◎ 短歌パラダイス−歌合二十四番勝負−(小林恭二 著・岩波新書)


『もし短歌や俳句が危機に陥っているとするなら、それは創作面が危機に陥っているからではない。むしろこれを味わい、評価する機能が危機に陥っているからだ』<本文より>
 本書は、若手歌人を中心に行われた短歌の批評合戦ともいうべき、熱気あふれる「歌合」の一泊二日にわたるライブ中継記録です。
 ここで発表されている短歌がすべて名作というわけではありません。どんな作品も初めて他者の目に触れ、真剣な、しかし楽しみながらの批評の俎上にのせられます。ゲームといえども勝負形式を取っているので、意味が取りにくかったりねらいが曖昧であったりする弱点は容赦なく突っ込まれます。その経過は、時として自己満足に陥りやすい詩歌が批評を得ることで意味を深めていく過程です。また、その道のプロが作った短歌をプロが批評しても人により解釈はかなり違い、「良い鑑賞」はあっても、これ一つが正しい鑑賞だというものはないこと、そして最先端の短歌の文芸作品としての現代性が実感できます。
 文中には、参加した二十一人の歌人のプロフィールや代表作も要領よくまとめられているので、これを読んで面白かった人はぜひ気に入った人の歌集を…というのは、難しい所。やはり、一ページに二,三首しかない本物の歌集に対峙するにはそれ相当の基礎体力が要ります。
 ちょっと高いですが、この本に触発された多くのスタッフが参加し、まとめ上げられた「岩波現代短歌辞典」は引く辞典というより、入門書として、また近代から現在までのアンソロジーを兼ねた「読む辞典」としてどこからでも読め、寝る前にめくるのに最適です。

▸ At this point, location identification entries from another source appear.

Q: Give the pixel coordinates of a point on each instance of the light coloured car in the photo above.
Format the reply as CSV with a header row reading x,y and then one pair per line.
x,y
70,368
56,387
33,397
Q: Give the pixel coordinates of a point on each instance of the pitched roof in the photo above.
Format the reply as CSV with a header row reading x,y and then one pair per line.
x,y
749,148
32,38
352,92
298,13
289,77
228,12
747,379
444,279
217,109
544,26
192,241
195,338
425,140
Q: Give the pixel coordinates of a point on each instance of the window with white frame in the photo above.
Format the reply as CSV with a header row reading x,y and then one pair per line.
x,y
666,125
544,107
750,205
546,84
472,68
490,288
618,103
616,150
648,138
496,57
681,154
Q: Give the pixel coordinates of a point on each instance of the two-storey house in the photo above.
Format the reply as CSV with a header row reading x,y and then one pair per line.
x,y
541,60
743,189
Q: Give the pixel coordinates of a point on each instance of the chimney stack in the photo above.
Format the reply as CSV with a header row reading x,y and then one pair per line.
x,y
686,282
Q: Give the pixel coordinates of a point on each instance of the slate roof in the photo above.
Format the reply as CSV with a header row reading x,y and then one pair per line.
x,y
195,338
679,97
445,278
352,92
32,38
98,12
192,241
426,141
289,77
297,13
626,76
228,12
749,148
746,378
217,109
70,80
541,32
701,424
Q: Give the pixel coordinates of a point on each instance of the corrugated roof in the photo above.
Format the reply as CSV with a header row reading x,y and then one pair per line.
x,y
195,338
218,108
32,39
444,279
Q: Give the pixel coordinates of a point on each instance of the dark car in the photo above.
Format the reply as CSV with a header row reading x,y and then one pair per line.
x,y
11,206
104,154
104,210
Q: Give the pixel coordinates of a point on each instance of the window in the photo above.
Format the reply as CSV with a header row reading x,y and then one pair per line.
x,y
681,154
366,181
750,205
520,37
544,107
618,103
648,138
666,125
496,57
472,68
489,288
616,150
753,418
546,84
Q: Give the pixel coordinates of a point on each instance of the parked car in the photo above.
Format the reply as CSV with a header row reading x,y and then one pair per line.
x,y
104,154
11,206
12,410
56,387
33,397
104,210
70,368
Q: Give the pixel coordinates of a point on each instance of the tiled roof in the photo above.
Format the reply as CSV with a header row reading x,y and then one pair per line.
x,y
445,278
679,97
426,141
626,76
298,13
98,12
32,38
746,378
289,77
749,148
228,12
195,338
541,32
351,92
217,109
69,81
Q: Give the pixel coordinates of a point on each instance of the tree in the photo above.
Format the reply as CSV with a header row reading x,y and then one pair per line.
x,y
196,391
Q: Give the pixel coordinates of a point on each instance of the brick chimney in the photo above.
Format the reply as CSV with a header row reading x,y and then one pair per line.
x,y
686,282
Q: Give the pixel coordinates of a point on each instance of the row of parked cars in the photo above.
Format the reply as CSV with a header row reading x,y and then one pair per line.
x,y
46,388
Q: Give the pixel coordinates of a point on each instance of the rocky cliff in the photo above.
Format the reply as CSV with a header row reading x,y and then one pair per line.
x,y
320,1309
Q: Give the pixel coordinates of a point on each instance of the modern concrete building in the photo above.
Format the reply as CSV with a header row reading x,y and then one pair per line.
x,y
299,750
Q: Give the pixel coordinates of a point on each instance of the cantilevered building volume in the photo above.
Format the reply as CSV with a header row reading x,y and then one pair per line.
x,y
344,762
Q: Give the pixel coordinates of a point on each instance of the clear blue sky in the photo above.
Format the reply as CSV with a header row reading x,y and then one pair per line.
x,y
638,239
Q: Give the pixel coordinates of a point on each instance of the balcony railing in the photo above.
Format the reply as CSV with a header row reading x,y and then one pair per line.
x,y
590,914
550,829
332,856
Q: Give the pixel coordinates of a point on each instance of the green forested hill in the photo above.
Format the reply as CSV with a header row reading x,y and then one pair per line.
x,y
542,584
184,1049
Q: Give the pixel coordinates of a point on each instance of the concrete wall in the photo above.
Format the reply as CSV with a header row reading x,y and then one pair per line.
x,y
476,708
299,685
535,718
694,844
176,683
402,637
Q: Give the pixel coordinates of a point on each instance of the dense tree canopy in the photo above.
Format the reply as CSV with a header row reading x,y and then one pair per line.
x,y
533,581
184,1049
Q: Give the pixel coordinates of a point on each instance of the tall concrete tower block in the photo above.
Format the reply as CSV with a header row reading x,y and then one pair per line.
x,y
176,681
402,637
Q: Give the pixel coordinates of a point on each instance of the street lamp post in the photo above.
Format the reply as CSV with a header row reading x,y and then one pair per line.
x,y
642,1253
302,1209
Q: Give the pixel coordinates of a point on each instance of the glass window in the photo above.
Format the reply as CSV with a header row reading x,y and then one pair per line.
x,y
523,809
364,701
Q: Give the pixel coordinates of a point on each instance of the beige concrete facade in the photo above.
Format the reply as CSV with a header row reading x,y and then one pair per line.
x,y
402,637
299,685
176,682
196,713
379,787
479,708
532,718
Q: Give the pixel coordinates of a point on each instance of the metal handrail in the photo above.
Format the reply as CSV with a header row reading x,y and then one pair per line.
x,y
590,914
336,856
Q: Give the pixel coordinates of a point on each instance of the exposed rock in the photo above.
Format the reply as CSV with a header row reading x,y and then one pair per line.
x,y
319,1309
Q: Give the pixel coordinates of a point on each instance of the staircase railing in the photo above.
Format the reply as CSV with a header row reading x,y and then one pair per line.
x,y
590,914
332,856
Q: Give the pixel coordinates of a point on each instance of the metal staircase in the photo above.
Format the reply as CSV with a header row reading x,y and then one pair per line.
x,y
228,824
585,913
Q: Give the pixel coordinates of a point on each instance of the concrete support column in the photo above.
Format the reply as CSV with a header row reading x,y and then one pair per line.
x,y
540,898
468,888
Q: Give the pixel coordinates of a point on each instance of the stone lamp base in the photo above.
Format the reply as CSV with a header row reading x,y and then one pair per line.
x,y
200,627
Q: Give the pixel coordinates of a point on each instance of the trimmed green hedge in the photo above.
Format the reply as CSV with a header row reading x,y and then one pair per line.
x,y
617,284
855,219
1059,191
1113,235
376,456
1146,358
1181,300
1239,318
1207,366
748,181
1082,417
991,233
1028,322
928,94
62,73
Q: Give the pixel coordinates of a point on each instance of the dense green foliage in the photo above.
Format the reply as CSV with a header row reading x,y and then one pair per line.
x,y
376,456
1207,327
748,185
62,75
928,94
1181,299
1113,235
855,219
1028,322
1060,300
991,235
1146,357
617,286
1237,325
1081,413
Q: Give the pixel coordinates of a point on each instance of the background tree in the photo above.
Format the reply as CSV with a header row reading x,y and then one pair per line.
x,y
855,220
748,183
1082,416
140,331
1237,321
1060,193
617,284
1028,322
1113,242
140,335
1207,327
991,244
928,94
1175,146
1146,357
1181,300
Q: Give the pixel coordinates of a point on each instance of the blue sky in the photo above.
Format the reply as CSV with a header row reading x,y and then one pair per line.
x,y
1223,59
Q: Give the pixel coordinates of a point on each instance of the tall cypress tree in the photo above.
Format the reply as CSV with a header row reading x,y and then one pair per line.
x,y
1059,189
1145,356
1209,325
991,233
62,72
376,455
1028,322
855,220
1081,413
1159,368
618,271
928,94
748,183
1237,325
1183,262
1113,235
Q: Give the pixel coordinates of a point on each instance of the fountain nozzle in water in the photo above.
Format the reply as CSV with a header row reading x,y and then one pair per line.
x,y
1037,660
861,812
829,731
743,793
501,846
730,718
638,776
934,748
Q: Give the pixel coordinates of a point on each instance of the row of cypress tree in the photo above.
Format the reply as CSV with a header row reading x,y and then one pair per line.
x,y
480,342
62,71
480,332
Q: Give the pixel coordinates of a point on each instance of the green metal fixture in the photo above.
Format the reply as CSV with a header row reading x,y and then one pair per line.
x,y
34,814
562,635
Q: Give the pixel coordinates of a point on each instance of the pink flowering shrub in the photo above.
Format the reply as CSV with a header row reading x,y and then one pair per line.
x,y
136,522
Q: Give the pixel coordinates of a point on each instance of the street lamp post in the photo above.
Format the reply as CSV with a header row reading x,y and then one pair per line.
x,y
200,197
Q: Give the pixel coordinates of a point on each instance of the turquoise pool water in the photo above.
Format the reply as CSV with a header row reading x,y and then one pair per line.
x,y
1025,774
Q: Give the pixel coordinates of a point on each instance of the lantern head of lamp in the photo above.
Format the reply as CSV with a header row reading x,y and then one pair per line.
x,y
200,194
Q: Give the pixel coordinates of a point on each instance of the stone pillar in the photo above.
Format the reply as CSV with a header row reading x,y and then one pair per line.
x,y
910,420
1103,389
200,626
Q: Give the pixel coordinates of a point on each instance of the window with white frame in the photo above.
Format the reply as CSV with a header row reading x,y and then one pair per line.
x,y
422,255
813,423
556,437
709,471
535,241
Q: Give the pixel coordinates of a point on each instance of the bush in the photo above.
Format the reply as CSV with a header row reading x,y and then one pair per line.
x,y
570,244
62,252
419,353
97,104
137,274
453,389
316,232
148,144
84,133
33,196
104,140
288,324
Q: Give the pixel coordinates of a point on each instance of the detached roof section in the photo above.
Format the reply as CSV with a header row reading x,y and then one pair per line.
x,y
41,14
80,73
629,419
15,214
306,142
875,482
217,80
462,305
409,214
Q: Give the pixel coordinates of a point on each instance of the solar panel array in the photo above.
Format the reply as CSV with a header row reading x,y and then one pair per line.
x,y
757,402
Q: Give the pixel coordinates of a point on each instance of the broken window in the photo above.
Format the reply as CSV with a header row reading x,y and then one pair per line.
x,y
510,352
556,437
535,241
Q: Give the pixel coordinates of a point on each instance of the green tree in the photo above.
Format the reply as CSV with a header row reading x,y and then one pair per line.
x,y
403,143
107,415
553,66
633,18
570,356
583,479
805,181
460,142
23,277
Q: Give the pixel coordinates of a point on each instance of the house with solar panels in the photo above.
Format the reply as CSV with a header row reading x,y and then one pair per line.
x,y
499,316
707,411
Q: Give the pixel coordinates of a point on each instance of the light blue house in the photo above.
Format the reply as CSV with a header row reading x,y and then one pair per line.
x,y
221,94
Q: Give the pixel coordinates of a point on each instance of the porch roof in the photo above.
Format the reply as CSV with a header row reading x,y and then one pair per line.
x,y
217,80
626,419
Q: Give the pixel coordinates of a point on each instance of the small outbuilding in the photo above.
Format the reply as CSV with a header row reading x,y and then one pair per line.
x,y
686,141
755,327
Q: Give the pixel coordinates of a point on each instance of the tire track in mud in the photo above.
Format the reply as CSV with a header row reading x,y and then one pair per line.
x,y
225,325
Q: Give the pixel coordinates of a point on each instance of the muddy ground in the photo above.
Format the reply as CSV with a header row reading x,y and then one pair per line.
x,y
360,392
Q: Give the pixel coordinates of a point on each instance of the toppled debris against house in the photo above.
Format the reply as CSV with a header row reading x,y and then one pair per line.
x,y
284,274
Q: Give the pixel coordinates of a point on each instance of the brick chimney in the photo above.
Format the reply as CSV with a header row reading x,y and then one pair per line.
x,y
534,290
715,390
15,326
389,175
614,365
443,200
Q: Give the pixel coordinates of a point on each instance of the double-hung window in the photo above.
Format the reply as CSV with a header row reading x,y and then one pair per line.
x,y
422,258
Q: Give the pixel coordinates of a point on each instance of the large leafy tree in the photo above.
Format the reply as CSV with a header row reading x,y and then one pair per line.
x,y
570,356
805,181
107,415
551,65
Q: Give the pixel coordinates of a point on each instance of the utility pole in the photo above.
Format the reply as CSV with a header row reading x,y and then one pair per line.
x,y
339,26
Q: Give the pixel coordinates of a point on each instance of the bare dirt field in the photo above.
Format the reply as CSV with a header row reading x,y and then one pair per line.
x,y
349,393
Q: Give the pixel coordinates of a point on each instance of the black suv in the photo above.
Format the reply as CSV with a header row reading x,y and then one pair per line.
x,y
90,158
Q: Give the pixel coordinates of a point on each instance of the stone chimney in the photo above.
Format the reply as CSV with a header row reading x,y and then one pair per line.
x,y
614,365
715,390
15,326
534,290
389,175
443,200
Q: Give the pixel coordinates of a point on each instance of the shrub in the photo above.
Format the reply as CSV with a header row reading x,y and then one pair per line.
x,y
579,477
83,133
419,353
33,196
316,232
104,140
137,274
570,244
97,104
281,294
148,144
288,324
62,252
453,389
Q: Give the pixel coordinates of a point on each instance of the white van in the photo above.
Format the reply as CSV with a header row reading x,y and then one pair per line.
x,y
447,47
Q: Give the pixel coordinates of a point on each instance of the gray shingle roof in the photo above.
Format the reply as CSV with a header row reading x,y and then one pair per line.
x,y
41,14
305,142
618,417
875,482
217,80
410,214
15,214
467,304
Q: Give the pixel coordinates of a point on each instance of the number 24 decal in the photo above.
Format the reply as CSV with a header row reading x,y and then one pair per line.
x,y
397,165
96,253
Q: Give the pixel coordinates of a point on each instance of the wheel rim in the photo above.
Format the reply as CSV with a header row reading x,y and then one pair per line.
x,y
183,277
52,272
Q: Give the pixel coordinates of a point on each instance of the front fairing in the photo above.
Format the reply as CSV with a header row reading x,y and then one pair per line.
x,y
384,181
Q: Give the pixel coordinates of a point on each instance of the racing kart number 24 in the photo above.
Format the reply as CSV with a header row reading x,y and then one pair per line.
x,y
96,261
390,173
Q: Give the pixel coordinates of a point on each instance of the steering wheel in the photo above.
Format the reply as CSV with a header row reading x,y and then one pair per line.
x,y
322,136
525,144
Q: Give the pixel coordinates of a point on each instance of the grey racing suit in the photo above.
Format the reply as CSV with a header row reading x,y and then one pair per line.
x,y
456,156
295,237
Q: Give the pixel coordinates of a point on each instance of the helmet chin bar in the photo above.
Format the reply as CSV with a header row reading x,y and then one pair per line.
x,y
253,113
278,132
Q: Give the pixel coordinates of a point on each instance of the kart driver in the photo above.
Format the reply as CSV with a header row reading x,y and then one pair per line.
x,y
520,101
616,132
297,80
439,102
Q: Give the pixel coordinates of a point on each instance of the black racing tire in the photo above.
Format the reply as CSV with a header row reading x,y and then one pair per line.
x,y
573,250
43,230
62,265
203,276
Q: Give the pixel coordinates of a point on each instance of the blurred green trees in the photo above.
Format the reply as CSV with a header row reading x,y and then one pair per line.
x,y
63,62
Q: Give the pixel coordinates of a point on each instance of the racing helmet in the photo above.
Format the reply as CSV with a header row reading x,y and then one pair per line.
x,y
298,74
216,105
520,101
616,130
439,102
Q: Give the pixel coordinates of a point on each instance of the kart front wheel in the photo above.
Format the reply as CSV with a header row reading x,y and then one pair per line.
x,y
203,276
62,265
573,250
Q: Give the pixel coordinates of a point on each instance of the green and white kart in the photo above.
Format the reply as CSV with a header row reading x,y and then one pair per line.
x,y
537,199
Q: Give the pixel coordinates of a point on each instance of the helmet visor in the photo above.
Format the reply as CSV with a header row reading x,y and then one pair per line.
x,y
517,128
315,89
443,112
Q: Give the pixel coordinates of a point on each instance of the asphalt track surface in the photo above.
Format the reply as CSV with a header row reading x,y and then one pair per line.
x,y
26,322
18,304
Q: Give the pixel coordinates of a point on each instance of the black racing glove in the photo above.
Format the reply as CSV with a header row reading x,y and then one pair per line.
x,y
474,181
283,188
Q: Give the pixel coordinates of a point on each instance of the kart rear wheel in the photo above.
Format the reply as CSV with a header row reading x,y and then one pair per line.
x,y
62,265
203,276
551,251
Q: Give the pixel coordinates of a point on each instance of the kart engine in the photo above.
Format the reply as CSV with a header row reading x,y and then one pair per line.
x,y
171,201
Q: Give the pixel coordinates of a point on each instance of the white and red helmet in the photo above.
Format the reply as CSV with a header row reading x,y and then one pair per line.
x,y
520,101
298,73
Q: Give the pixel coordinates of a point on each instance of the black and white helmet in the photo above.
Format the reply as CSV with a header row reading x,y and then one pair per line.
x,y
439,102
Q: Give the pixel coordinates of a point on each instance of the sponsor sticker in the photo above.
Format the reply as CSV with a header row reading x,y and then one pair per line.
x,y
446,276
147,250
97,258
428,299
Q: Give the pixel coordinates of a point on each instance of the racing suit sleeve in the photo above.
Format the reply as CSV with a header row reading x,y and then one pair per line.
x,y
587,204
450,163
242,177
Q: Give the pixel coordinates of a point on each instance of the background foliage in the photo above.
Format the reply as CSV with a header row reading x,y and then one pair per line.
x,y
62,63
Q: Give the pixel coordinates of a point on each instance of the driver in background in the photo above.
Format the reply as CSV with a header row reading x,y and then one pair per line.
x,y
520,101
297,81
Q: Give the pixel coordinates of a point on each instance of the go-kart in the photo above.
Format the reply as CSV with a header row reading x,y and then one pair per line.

 さらに、「短パラ」参加歌人である穂村弘・東直子と編集者の沢田康彦が作ったのが「短歌はプロに訊け!」<本の雑誌社>です。詠み人は有名人からサラリーマンまでさまざま。初めて短歌を作った人たちのファクス回覧誌を歌人がプロの目で批評しまとめたもので、作品自体も楽しいものが多く取っつきやすい本です。素人の作品でも力の入った読みにより、その短歌が(たぶんそれぞれの作者の意図を越えて)拡大していくのは、まさにプロの仕事です。
 そして「短歌パラダイス」の先駆けとして、同じ著者によるこちらは「句会」の中継記録である「俳句という遊び」「俳句という愉しみ」<岩波新書>があります。この二作の成果がなかったら、この「短パラ」は生まれなかったでしょう。小林恭二は俳句一色の大学時代を過ごした人であり、プロデュースにかける意気込みはこちらの方が上かも知れません。参加者の年齢が高いせいか全体に渋い印象がありますが、句を採点する形式なので読み進めながら参加する気分も味わえます。
 かなり本を読んでいる人でも、本屋の「詩歌・短歌・俳句」の棚は素通りしてしまうものです。これらの本は、未知の領域への良いナビゲーターになると思います。